Yine bir Eylül rüzgârı… Ben iyi tanırım bu rüzgârı
esişinden; bu sonbaharın gelişi…
Merhaba Eylül. Merhaba sonbahar. Merhaba ceketlerim, ince
hırkalarım. Merhaba huzur bulduğum yağmurlar. Islak sokaklar mevsimi başladı
yine tüm güzelliğiyle.
Bambaşka bir sabaha açmıştım gözlerimi ya bu sabah ya da
öyle bişeylerdi, bilmiyorum. Eylül bende başka sanki. Yine İstanbul
Hanımefendisi gibi arz-ı endam ederken yeryüzüne kirpiklerime takıldı
gözyaşları ve saçlarıma dolaştı rüzgârı…
Şimdi mevsim Eylül! Ancak bir mevsimin gücü yeter çünkü
olanlara. Eylül başlı başına bir mevsim; Eylül Mevsimi! Tabi Eylül Mevsimi
Sezen Aksu getirir, ya da bana öyle gelir; bilmiyorum…
Bi' kitap yazsaydım
adını Eylül Mevsimi koyar Eylül’ü anlatırdım. Bi' efsanedir aslında Eylül de…
Soğuk kış akşamları nefesinizi görebildiğiniz kadar gerçek aynı zamanda. Ne
ironik bir durum… Bu ironi biz ölene kadar devam eder; bu ironi, yetmiş yaşında
bir kelebek düşlemek gibi, ömrünü o kelebeğe bağlamak gibi… Eylül biraz hüzün,
biraz da ölüm gibi…
Buralarda hava birkaç gündür bozdu artık. Kocaman gri
bulutların istilasına uğradık. Tam da sonbahara adım atarken kışın soğukluğunu
hissediyoruz. Artık akşamları ince pike yetmiyor. Eylül, en sarı hâliyle usul
usul kapımı tıklatıp, bir misafir tedirginliğiyle konuk oluyor satırlarıma.

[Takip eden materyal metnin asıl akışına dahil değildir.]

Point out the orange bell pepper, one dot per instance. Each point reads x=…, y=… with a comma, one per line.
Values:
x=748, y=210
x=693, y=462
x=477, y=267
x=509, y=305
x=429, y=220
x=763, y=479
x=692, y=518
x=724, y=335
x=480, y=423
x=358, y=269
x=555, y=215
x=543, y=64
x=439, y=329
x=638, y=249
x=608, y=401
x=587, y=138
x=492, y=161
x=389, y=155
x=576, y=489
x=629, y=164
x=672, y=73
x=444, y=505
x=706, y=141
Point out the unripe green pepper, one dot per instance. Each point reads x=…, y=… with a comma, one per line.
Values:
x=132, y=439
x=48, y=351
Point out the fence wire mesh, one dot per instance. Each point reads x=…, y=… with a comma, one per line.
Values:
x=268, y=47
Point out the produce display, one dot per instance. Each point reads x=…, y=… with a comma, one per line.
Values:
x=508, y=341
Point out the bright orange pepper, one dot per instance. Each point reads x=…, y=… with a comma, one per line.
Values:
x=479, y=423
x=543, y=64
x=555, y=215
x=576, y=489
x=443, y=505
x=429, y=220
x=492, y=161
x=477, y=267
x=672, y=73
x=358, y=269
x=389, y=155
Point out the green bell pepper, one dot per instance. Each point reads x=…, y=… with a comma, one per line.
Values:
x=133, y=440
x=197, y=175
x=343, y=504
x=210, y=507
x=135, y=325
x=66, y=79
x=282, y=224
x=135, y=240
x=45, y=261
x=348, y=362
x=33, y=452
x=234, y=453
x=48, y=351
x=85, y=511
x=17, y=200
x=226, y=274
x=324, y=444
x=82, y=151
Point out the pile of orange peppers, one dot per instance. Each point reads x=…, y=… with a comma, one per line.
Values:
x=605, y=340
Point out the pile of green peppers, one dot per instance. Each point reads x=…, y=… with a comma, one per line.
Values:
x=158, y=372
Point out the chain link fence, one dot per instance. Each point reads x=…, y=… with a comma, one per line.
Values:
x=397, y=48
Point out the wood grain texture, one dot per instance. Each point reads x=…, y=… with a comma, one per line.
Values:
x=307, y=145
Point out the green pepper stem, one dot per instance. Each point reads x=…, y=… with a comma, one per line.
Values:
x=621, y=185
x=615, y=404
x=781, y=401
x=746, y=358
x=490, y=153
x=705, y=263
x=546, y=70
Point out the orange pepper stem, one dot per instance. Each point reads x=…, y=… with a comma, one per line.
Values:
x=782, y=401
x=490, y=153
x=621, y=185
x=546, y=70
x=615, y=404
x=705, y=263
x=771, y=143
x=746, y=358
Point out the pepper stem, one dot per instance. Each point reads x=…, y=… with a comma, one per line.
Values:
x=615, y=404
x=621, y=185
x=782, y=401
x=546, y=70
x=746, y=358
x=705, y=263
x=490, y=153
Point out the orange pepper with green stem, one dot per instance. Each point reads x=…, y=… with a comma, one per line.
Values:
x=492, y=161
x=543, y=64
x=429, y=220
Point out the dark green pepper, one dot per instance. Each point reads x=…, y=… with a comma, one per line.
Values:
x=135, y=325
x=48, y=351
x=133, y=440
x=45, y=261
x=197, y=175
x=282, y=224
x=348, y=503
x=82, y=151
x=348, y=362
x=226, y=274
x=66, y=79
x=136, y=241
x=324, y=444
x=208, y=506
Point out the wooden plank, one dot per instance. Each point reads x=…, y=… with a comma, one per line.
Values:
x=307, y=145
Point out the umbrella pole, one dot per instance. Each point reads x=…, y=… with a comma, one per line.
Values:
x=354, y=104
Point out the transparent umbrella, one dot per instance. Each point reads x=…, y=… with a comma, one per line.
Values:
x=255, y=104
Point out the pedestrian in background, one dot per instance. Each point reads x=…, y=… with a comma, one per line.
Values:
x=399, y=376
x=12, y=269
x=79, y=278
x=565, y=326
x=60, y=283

Buğulu camın önüne çektiği masasında en duygusal şiirlerini yazıyor. Yeni
sözcükler keşfediyor satır aralarında.
An itibari ile Eylül mevsim! Koskoca 12 ay bıraktık geride
geçen Eylül’den beri. Eylül de biz de birer yıl yaşlandık tabi. Ne çok şey
gördük bu yıl… Yıkımlar, gidişler, dönmeyişler, vedalar, katliamlar, yürek
burkulmaları, yürek sızıları… Şimdi Eylülde doğayla yavaş yavaş sararmanın
vakti; vakit içimizde biriken ya da birikmiş tüm zehirleri atma vakti, vakit
bir akşam vakti bahçede, balkonda, çardakta son günlerimizi yaşarken bir bardak
çay ile eylüle teslim olma vakti…
Yazın güneşinden kamaşmış hayalleri daha gerçekçi görünüyor gözüne.
Yaz hayallerimiz rafa kaldırıldı. Fotoğraflarda yaşıyoruz denizi, güneşi, kumu,
pikniği, eğlenceyi. Şimdi ateş önü sohbetleri zamanı artık. Onun da tadı ayrı
tabi ama yine de yaz gibi hayaller kurdurmuyor ki insana.
Göçmen kuşlar güneye yönelmişken, yağmur tadında bir müzik
açıyor. İşte yeni bir mevsime başlarken günlerimiz yine hızlıca akıveriyor
uzaklarda.
Korkuyorum…
Korkma. Korktukça yollar azalmıyor. Korktukça insanlar
kavuşmuyor birbirine. Gözünün gördüğüne değil okuduğun iki satırda yahut dinlediğin
bir şarkıda aklına gelene aittir gönlün. Ve bu durum yıllar geçse de değişmez.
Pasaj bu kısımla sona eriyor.